Last night, Saturday night, I used a mind-altering drug, gin, and decided to write about Paris in 1957, the year Elvis came to Germany in the U.S. Army, and some time after Earnest Hemingway left. It was hard to get laid in Paris unless you wanted to pay-for-it, and paying-for-it depleted the amount of money left to purchase beer, the mind-altering drug of choice at that time, so I spent most of my time in a nameless bar, drinking beer with strange people; very strange people, in fact, for whom the word 'metrosexual' was eventually coined.

I was only twenty years old, but, somehow, I had already realized that there existed a small population of people who, if summed in an adding machine, would yield the sum of vision, and that the remainder of the population if summed in the same adding machine would yield delusion. That bar was a gathering place for those who, though individually broken scraps, could occasionally pass through a pattern, like flecks of paper in a whirlwind, which contained truth; normally, though, we were all too drunk to notice.

Solange LeCoq was usually there on Saturday nights, or, to be more accurate, arriving between 2:00 and 3:00 am on Sunday mornings.

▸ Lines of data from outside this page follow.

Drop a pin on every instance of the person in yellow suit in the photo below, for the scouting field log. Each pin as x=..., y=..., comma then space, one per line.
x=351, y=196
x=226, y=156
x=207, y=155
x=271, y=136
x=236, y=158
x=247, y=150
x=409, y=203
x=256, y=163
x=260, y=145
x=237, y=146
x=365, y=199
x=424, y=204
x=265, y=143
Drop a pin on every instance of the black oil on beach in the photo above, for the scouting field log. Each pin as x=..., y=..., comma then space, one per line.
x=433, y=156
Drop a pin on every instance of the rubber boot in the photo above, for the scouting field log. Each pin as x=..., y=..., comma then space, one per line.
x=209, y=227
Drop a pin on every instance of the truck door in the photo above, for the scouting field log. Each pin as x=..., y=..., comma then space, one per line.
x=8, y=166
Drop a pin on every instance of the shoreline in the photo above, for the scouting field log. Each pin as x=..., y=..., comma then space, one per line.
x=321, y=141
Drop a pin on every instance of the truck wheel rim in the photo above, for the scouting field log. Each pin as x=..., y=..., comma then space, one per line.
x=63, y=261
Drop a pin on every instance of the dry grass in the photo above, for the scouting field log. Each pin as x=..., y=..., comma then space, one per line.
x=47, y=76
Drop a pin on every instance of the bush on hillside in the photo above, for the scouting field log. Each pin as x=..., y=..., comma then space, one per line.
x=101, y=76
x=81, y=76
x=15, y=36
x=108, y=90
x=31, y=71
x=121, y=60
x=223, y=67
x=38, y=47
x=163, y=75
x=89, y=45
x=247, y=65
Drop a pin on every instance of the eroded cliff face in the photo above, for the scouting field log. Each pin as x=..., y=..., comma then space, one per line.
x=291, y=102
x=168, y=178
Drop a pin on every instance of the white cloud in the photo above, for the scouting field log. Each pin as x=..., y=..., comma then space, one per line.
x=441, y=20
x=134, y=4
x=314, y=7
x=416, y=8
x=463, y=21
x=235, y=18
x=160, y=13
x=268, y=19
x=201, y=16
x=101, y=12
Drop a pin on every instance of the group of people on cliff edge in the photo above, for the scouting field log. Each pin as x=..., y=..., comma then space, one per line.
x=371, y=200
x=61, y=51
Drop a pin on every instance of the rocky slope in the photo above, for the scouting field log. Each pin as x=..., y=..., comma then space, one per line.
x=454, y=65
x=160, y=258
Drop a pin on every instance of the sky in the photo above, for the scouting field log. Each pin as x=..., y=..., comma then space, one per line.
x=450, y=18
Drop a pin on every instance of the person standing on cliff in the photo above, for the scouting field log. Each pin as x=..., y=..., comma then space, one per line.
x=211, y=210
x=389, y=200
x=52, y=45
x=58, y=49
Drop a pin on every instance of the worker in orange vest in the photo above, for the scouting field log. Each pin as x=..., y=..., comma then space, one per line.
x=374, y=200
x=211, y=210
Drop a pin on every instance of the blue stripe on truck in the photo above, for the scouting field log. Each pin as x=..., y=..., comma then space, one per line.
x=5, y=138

She always dressed in black. Solange didn't speak English, and I didn't yet speak French. Nevertheless, we became lovers within a month of our first exchange of mutually unintelligible vocalizations. I became a very happy camper, even though five days of the week I was camping with a few thousand other guys in a mud hole called the Braconne Ordnance Depot. Actually, I was only happy when making love with Solange, and for maybe ten minutes afterward, then I reverted to generally crazy but with my eye on a hope for the future.

The music of Jerry Lee Lewis was a part of clear vision. Solange was a gateway to a universe on the other side of insanity. Was choosing Jerry Lee Lewis, while making love to Solange, an act of cowardice, ignorance, or enlightenment? The choice, I am afraid, was between cowardice and ignorance, and the only objective choice was 'both'. Did such choices exist anytime other than 1957, in Paris?

Who was it? Ernest Hemingway? William Burroughs? Lawrence Durrell? Me?? We were in a sidewalk café having coffee and a brioche. Solange said my name, and then gasped; I realized she was having an orgasm. Then she said, huskily, “One of my former lovers is across the street, standing in a doorway, watching us. I am spreading my thighs and teasing him. Isn't Paris wonderful in the Spring?” At least that was what I thought she was saying.

Later, Jerry Lee Louis was using piano and voice to create A Whole Lot of Shakin' Going On, Solange still had the question in her eyes, and I was still trying to figure out what season of the year it was.

Very late that night we stood beneath the Tour d'Eiffel, glowing in the reflections of the lights shining on the tower. We placed a park chair carefully in the center of the base of the Eiffel Tower. I undid my belt and trousers, letting them fall to my ankles, and sat down. Solange pulled down her panties, kicked them off , moved to me, and lowered herself onto me.

That is the sort of experience one can remember fifty years later. Sex, under the world's largest phallic symbol. I was drivin' my Chevy to the levee and we didn't even know it, yet.